Recipe: LLM eval harness setup

A reproducible pipeline for scoring model outputs against golden datasets.

Prerequisites

  • Python 3.11+ with venv
  • Golden dataset in JSONL (prompt, reference, metadata)
  • Model endpoint (OpenAI-compatible or local vLLM)

Step 1 — scaffold

eval_harness/
├── run.py
├── scorer.py
├── prompts/
│   └── system.txt
├── data/
│   └── golden.jsonl
└── results/

Step 2 — scorer

# scorer.py
import json
from difflib import SequenceMatcher

def exact_match(ref: str, hyp: str) -> float:
    return 1.0 if ref.strip() == hyp.strip() else 0.0

def fuzzy_match(ref: str, hyp: str) -> float:
    return SequenceMatcher(None, ref, hyp).ratio()

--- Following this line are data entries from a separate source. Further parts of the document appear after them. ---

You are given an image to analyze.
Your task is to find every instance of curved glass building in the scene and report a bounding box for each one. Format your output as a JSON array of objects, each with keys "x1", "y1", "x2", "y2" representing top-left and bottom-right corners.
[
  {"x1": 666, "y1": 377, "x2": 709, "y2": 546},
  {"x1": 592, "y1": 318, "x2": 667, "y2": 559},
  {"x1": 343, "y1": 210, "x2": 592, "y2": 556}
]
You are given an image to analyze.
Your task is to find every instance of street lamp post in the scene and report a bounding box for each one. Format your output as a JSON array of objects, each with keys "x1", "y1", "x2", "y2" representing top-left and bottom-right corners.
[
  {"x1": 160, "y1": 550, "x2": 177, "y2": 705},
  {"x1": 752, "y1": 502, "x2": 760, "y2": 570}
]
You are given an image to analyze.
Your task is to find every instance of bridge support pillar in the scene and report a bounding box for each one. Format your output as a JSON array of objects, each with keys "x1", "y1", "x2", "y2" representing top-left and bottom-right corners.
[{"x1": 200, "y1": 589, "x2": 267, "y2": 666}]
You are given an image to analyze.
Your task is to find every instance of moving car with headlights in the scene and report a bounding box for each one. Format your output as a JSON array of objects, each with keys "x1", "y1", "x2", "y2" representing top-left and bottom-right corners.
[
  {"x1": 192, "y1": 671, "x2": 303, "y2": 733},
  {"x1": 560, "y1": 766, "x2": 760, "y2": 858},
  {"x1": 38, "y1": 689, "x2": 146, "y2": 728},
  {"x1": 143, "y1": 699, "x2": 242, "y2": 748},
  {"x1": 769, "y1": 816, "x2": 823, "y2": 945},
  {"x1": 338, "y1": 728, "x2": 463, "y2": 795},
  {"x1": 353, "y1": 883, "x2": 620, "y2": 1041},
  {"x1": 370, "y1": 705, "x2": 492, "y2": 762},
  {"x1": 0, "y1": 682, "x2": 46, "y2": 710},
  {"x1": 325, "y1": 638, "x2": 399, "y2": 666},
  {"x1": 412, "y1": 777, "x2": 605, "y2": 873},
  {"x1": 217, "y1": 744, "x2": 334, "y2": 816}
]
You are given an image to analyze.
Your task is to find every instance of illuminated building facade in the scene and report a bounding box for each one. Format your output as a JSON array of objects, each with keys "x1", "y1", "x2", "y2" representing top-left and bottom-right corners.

METRICS = {"exact": exact_match, "fuzzy": fuzzy_match}

def score(ref: str, hyp: str) -> dict:
    return {k: fn(ref, hyp) for k, fn in METRICS.items()}

Step 3 — runner

# run.py
import json, time, requests
from scorer import score

with open("data/golden.jsonl") as f:
    rows = [json.loads(l) for l in f]

results = []
for r in rows:
    t0 = time.time()
    resp = requests.post("http://localhost:8000/v1/chat/completions",
        json={"model":"meridian-7b","messages":[
            {"role":"user","content":r["prompt"]}]})
    hyp = resp.json()["choices"][0]["message"]["content"]
    lat = time.time() - t0
    results.append({**r, "hypothesis": hyp,
        "scores": score(r["reference"], hyp), "latency_s": lat})

with open("results/run_1.json","w") as f:
    json.dump(results, f, indent=2)

Step 4 — aggregate

python -c "
import json
with open('results/run_1.json') as f:
    data = json.load(f)
exact = sum(d['scores']['exact'] for d in data) / len(data)
fuzzy = sum(d['scores']['fuzzy'] for d in data) / len(data)
print(f'exact={exact:.3f}  fuzzy={fuzzy:.3f}')
"

Extend METRICS with BLEU, ROUGE, or LLM-as-judge. Swap the endpoint URL for any OpenAI-compatible provider.